Commentary on Political Economy

Tuesday, 7 July 2020


Merkel comes under fire at home for China stance 
Chancellor criticised for her failure to take a tougher line on Beijing’s Hong Kong clampdown 

Angela Merkel is facing criticism in Germany for failing to take a tough line on China over the new national security law it has imposed on Hong Kong, with politicians from both opposition and government parties accusing the chancellor of being too soft on Beijing. “What the German government said about Hong Kong was the absolute minimum, and it just wasn’t enough,” said Norbert Röttgen, head of the Bundestag’s foreign affairs committee and a leading figure in Ms Merkel’s Christian Democratic Union. EU countries this month expressed “grave concerns” at China’s imposition of the national security law, saying it “risks seriously undermining the high degree of autonomy of Hong Kong” and “having a detrimental effect on the independence of the judiciary and the rule of law”.  Speaking at a press conference last week, Ms Merkel echoed that message while emphasising the need to “seek dialogue” with China, on the basis of “mutual respect” and a “relationship of trust”.  She also said it was in Europe’s interest to continue to work together with Beijing on fighting climate change and developing relations with Africa, “where both we and China are very actively engaged”. However, China hawks from across the German political spectrum said that instead of stressing the need for co-operation, she should have condemned Beijing outright over the law.  Angela Merkel hosts President Xi Jinping of China at the Brandenburg Gate in Berlin in 2017 © Guido Bergmann/EPA They compared her comments to the tough reaction of the UK, which vowed to open a path to citizenship for almost 3m residents of Hong Kong, and of the US, which said it would bar companies from exporting weapons and sensitive technology to the territory and revoke the special trade status it has enjoyed since Britain returned it to China in 1997. 

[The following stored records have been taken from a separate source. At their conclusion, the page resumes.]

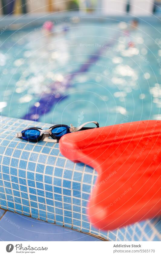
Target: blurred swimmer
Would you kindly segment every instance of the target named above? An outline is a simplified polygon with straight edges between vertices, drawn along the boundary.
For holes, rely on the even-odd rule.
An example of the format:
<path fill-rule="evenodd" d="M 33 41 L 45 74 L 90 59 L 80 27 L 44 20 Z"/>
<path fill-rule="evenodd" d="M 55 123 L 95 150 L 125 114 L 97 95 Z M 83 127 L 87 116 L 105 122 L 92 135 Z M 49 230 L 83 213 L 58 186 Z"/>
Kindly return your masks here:
<path fill-rule="evenodd" d="M 138 24 L 139 22 L 136 19 L 133 20 L 131 24 L 131 29 L 135 29 L 137 28 Z"/>
<path fill-rule="evenodd" d="M 44 30 L 47 34 L 49 34 L 53 32 L 53 23 L 50 21 L 45 21 L 43 25 Z"/>

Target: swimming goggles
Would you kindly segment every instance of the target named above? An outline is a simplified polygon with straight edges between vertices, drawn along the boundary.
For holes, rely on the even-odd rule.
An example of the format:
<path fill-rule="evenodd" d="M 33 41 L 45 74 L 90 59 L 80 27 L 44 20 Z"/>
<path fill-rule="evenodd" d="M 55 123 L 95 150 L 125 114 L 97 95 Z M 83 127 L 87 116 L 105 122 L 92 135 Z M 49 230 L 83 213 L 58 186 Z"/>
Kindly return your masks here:
<path fill-rule="evenodd" d="M 97 128 L 99 127 L 97 122 L 92 121 L 85 123 L 77 127 L 74 127 L 72 124 L 70 125 L 70 127 L 66 125 L 53 125 L 49 130 L 45 131 L 38 127 L 30 127 L 24 130 L 20 133 L 17 133 L 16 137 L 23 139 L 31 142 L 37 142 L 40 140 L 47 142 L 59 142 L 61 137 L 65 134 L 93 128 L 94 127 L 84 127 L 91 123 L 95 124 Z M 51 138 L 49 138 L 50 137 L 53 139 L 51 139 Z"/>

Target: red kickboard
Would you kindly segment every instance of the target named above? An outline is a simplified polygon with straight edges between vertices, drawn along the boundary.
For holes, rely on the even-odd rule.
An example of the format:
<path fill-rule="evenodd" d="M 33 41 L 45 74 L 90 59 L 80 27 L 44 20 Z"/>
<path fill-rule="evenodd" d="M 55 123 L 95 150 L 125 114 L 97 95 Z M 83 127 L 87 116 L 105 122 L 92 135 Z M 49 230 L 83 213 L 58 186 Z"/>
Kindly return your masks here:
<path fill-rule="evenodd" d="M 147 121 L 63 136 L 61 153 L 98 174 L 88 206 L 96 227 L 113 230 L 161 214 L 161 121 Z"/>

Canada, too, has reacted forcefully, suspending its extradition treaty with Hong Kong and saying it would treat sensitive goods being exported to the territory as if they were being sent to mainland China.  “Merkel’s China policy is behind the times,” said Nils Schmid, foreign policy spokesman for the Social Democrats, the junior partner in Germany’s grand coalition government. “She still sticks to this idea of convergence, that as we deepen our economic ties with China, it will become more liberal and western-oriented,” he said. “But that’s just out of date.” Throughout much of her 15 years in office, Ms Merkel has laid great store in Germany’s “strategic partnership” with China, frequently praising the countries’ ever more complex economic relationship. China is easily Germany’s biggest trading partner: trade volume between the two reached €200bn in 2018. In an interview with the Financial Times in January, Ms Merkel, who has visited China 12 times as chancellor, defended Germany’s close ties to Beijing, saying she would “advise against regarding China as a threat simply because it is economically successful”. But some campaigners and opposition MPs accuse Ms Merkel of failing to speak out forcefully enough about human rights abuses in China — its mass internment of Muslim Uighurs in Xinjiang, for example — for fear of harming the economic relationship with Beijing. “For all the benefits that Merkel’s China policy delivered in the past, these days it is behind the curve,” said Reinhard Bütikofer, a Green MEP.  “She doesn’t understand that dialogue with a systemic rival that combines an increasingly totalitarian regime with a claim to hegemony is inevitably going to be a lot different to the dialogue we pursued with China ten years ago,” he added. Mr Röttgen, an old rival of Ms Merkel who is running as a candidate for the leadership of the CDU, said Germany should follow the UK in offering asylum to residents of Hong Kong and also push for the creation of a UN special envoy to Hong Kong. 

“This is a test of Germany’s credibility in forging a European strategy towards China,” he said. “It’s a test of how we counter China’s increasingly assertive stance in the world. We need to signal that China’s Hong Kong policy will hurt its international image.” That point was echoed by another leading CDU politician, David McAllister, head of the European parliament’s committee on foreign affairs. “The EU should use its economic influence to react to China’s massive human rights abuses with economic measures,” he told Die Welt. “There should be a co-ordinated reaction with other international partners to exert pressure on Beijing.” Meanwhile Manfred Weber, a close ally of Ms Merkel’s and leader of the centre-right European People’s party in the European parliament, compared Hong Kong late last month to Berlin’s status during the cold war-era confrontation between the west and Soviet Russia. “John F Kennedy said ‘I am a Berliner’. I say today: I stand alongside the citizens of Hong Kong”.